Buffy and I took a break and went to Ingram Hill so I could photograph oaks in the cemetery. It was a cloudy day with winds 18 mph, gusting to 28. The afternoon temperature reached 77 degrees. I almost stepped on this little eastern box turtle. The clover and cut grass was taller than it was. It’s shell was 2 1/2 inches long at the most. I couldn’t see the eye color to tell if it was male or female until I got a side view. It was female: they have brown eyes and males have red.
Eastern box turtles live in forests, dry grassy fields and wooded swamps throughout eastern U.S. Adults grow to 4.5 to 6 inches long and can live 25 – 30 years. There are documented ones that lived 40-50 years.
Twice I’ve seen a female digging a hole to lay her eggs in. It’s L O N G process. I returned to camp the first time to find a female slowly, meticulously digging a hole with her hind legs. I watched and watch. Finally it got to dark so see and I went in the camper. The next morning it took quite a bit of searching to find where she had been digging. The second time was in my backyard, and it had the same results. I never saw young from either nest.
Females lay 3-8 eggs in the summer, and they hatch about 3 months later. Eggs incubated at 72-81 degrees are males, and ones incubated at and above 82 degrees will be females.
The carapace is the upper shell, the plastron the lower shell and scutes are the plates covering the shells. Scutes are made of keratin like nails, hair and hooves.

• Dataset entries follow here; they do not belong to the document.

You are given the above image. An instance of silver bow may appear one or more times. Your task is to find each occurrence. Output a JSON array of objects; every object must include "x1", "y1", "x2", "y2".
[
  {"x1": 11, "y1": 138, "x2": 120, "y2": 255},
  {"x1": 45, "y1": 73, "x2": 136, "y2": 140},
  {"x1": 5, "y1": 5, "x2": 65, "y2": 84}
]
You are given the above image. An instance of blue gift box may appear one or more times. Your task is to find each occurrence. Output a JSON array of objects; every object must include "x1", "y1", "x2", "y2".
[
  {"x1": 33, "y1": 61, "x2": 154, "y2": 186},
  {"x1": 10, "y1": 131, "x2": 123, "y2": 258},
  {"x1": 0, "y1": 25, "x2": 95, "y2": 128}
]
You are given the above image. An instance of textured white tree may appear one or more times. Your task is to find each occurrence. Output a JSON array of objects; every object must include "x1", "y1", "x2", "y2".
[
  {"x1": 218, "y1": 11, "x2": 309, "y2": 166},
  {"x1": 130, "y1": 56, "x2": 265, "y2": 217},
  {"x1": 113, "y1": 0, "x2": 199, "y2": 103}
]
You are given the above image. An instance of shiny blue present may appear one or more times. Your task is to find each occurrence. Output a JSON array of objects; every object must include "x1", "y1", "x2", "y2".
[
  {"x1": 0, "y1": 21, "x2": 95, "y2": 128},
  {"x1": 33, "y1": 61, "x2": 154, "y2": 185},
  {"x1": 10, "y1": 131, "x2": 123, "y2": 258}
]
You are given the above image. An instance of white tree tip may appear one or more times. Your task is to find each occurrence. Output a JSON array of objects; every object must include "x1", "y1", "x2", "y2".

For years I counted the ridges on plates of turtles shell because it showed the age of the turtle. Now I find out that isn’t accurate. Scutes are shed in some turtle species, but not in box turtles. The shell grows as the turtle grows. The scutes enlarge in diameter as new keratin is laid down, resulting in the ridges.
More box turtle facts: they spend the night in scooped-out shallow indention; they hibernate in a chamber up to 2 feet deep; their range is an acre square, and ranges can overlap. They are omnivores. They eat mushrooms, berries and other fruits, plus worms, slugs, insects and even carrion.
I just hope this little gal is in the woods when the cemetery’s mowed. I’d like to see her on future walks.